Lexus GS: Buying Guide and Common Problems

Whether you are in the market to buy or sell, knowing the value of your Lexus will only help you get the best deal.

By Pizzaman711 - December 12, 2014

This article applies to the Lexus GS (2005-2013).

Buying a new car can be a headache and a bank account breaker if you don't know what to look for. It's always important to do a good inspection and research before purchasing a vehicle. Inspecting it can reveal a lot of things the previous owner or seller may be hesitant to tell you, and can help you decide if that deal is too good to be true. There's nothing worse than purchasing a car that dies soon after you drive off in it, only to leave you stuck with repair expenses. This article will cover some key areas you should consider when making your decision. Every component covered here plays a big role in the price of a Lexus GS.

Rust

This goes without saying for any vehicle purchase: rust can be a major issue. It'll spread like cancer to the entire body panel if not handled in a timely manner. Depending on its location, it'll require either cutting out and patching in a new piece or replacing the entire body panel, which isn't cheap after labor and paint. You'll also want to inspect the frame for major rust damage. Surface rust is okay, but any holes or places you can push through are very bad signs.
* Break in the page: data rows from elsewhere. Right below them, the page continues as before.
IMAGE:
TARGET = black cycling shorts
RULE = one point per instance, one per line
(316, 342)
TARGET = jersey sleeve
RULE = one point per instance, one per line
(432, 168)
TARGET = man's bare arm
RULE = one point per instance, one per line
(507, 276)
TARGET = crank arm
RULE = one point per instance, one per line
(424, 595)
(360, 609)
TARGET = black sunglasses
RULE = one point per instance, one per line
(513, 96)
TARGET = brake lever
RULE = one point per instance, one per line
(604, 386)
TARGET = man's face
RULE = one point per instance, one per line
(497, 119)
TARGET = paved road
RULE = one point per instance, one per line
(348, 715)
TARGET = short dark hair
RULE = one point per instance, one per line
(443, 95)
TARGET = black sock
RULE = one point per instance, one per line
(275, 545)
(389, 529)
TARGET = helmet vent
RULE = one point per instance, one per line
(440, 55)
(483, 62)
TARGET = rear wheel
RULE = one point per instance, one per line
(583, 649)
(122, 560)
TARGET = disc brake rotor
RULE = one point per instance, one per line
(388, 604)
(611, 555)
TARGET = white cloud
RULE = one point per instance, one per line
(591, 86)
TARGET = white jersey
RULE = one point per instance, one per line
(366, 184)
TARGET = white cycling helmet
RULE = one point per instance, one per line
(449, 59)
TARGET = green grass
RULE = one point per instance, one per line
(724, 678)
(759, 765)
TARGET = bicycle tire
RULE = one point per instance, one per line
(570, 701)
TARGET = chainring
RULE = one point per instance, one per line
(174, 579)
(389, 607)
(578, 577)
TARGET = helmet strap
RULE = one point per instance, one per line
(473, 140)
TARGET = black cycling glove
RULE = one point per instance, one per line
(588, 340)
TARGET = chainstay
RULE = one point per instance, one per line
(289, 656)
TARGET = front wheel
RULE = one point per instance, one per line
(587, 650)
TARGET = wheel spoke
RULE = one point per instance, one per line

Figure 1. Frame rotting from rust.

Door Lock Actuators

The actuators are prone to fail on the GS series cars. It's hard to test whether they're failing or not by simply pressing the button to lock and unlock the doors; however, it is something you should be prepared to replace in the car's lifetime. The actuators themselves are very cheap but if you can do the work yourself, you can avoid the labor costs.

Figure 2. Door lock actuator.

Rattling Noises

Another common problem is rattling coming from the glove box and sun roof shade. This is a pretty easy fix that can be done in an hour or less, so it may be worth asking the previous owner why it was never taken care of before putting the car on the market. Also, if you decide to take the car anyways and do the job yourself, make sure you knock down a few hundred dollars off the price.

Fluid Condition

You should always inspect the fluid condition as it can help you decide whether the car was properly maintained or not. Inspect both oil color and level; if it's black, it needs to be changed, and if it's consistently low, it could be a sign there's a leak somewhere. In addition, look at the transmission fluid; it should be a nice shade of red that is similar to Kool-Aid. If it's burnt, dark, or frothy, there's a transmission issue.

Figure 3. Transmission fluid comparisons.

Scheduled Maintenance

A good previous owner will keep maintenance records or pull a CarFax when going to sell the vehicle. You'll want to look to make sure maintenance was performed at the correct intervals, including:

  • Oil: Every 5-10k miles
  • Transmission fluid: 100k miles
  • Ball joints: Every 75-100k miles
  • Tie rod ends: Every 75-100k miles

Common Questions

Should I buy a lowered car?

This is really up to you, however, it is recommended you don't. These cars are prone to more problems when lowered due to the drivetrain setup. It can cause odd issues like a swaying feeling when at idle or a steering wheel shake from altering the front suspension angles. Normally these issues can only be fixed by returning to stock height, which is why you should refrain from buying a lowered car.

Should I purchase a car with a check engine light on?

A check engine light is the car's way of indicating that there is something wrong. It only means you're going to be driving off in the car to go straight to a mechanic to have the problem diagnosed and fixed if necessary before any more issues arise. If you really like the car, take it to a mechanic to check it before you purchase it. An engine light could be a warning for either a cheap fix or a very expensive one.